The Affordable Care Act took the reasonable step of limiting that corporate loophole/deduction to half a million dollars per executive for health insurance companies. Sarah Anderson at the Institute for Policy Studies declared, “This set an important precedent for reducing taxpayer subsidies for CEO pay.”

Let’s remember the U.S. leads the world in exceedingly large CEO compensation. For example, Modern Healthcare tallied $171.8 million in 2016 CEO compensation at the eight largest U.S. health care insurers. The “realized compensation” would have been enough to cover the annual premiums for about 59,150 people using the most popular online plan.

The Institute for Policy Studies analysis of 2015 numbers is eye popping. The ACA deduction limits generated roughly $92 million in public revenue in 2015 regarding just 26 executives at Aetna, Anthem, Cigna, Humana and UnitedHealthcare. That’s enough money to cover ACA premium subsidies for 28,500 Americans. Numbers from Congress’ Joint Committee on Taxation also show the ACA limits on executive compensation deductions will add over a decade hundreds of millions of dollars in tax money that could help with health care costs.

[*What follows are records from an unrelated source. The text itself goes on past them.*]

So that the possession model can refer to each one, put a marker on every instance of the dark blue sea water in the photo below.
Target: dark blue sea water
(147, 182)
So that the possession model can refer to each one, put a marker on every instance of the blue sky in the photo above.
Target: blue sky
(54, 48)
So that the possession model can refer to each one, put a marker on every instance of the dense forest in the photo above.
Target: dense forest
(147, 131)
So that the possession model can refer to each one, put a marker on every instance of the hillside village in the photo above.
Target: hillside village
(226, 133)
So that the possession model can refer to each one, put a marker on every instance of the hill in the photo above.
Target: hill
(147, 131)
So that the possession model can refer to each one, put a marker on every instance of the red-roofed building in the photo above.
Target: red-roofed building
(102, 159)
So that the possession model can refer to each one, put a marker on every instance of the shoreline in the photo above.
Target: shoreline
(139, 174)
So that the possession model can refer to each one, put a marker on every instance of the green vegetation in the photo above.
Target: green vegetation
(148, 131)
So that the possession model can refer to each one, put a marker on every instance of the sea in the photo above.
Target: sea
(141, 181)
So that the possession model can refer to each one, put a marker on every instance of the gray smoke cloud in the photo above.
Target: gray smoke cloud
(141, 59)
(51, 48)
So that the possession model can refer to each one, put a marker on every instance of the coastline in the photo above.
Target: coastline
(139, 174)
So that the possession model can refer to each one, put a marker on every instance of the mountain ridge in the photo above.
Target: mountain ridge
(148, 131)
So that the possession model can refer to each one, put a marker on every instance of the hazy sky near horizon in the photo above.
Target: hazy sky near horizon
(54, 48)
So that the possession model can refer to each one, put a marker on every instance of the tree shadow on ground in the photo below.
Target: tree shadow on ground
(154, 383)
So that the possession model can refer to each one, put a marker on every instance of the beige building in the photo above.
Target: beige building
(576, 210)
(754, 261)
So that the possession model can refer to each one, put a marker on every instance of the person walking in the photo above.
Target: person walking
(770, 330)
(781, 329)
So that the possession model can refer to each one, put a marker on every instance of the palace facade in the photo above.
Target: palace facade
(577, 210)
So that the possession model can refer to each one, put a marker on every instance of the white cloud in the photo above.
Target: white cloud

Senate Majority Leader Mitch McConnell, his pockets filled with $3,667,264 in campaign contributions (2012 to 2016) from health care industries, is headed the wrong way by returning incentives to make CEO compensation even larger. Instead, let’s extend the ACA corporate bonuses deduction limit to all major U.S. corporations, a move estimated to return $50 billion dollars to our country’s treasury over the next decade, and provide resources to secure and to expand our health care.

Mark Harmon is a professor of journalism and electronic media at the University of Tennessee, and a member of the Tennessee Democratic Party Executive Committee.